Johnson Property Group

New government must look beyond incentives

In the past the property market has proved it could make or break the outcome of a Federal election. On this occasion both campaigns dangled plenty of housing affordability carrots before us, so whichever way the pendulum fell would result in some extra movement in the market.

Along with our first interest rate rise in more than a decade just weeks out from polling day, the lead-up was always going to make things a little uncertain for investors and prospective new home owners. But amid the prospect of further interest rate rises, neither party flagged any significant policy changes that would scare off sellers or buyers.

There was no mention of capital gains tax reforms or negative gearing bans, with both the Liberal Coalition and Labor more focussed on housing affordability and getting more Australians into their own homes.

Labor promises included a share equity initiative which would give eligible applicants a Commonwealth contribution of up to 40 per cent of the purchase price of a new home, and up to 30 per cent for an established home.

Eligible Australians are those with a taxable income of up to $90,000 for individuals and up to $120,000 for couples who don’t own other properties. And to qualify eligible homebuyers (capped at 10,000 per year) will have to have saved a deposit of 2% and qualify for a standard home loan to fund the remainder of the purchase price.

This would mean that for a homebuyer in Perth, buying at the maximum price cap of $550,000, the saving on a new home would be $220,000. 

If the new Labor government follows through with its other scheme to help 10,000 first-homebuyers a year in regional Australia, there could be some movement in WA’s regional centres and towns. Qualified prospective buyers will only need a 5 per cent deposit and won’t have to pay mortgage insurance. 

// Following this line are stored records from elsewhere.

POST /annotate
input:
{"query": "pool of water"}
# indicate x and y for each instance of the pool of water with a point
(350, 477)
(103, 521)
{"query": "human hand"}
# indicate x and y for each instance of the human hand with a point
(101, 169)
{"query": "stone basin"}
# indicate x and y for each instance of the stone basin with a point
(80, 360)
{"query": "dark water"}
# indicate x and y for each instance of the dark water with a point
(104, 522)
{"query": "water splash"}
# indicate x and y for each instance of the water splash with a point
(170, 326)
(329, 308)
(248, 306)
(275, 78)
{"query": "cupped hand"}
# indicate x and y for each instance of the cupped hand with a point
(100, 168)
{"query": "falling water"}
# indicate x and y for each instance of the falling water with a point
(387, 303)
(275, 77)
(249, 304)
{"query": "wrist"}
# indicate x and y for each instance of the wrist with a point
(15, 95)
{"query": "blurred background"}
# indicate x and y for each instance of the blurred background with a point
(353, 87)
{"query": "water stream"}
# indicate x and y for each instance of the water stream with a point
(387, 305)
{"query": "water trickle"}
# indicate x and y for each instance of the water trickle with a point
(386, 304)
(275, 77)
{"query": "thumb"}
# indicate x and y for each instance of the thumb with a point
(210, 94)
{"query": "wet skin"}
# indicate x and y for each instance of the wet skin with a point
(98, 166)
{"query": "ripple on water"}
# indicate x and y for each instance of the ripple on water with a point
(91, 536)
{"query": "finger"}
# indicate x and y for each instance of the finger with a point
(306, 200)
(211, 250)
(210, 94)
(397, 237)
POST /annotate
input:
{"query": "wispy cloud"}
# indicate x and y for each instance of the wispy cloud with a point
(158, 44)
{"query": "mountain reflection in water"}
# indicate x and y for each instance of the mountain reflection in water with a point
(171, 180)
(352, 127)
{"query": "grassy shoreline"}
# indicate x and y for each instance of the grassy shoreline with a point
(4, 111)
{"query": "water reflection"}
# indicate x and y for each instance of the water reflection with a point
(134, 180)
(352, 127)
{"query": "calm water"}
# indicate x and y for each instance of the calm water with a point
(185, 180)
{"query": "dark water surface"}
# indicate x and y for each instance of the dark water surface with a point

Eligible participants in this regional scheme must have lived in the region for at least 12 months and have to have a taxable income of up to $125,000 per year for singles and $200,000 a year for couples. Existing houses, townhouses, and units will be part of the proposed scheme, along with house-and-land packages, off-the-plan apartments, and land with a contract to build.  

Incentives are all well and good, but priority for our new PM will be to maintain control of rising interest rates and the cost of living. Keeping house prices strong is key to this.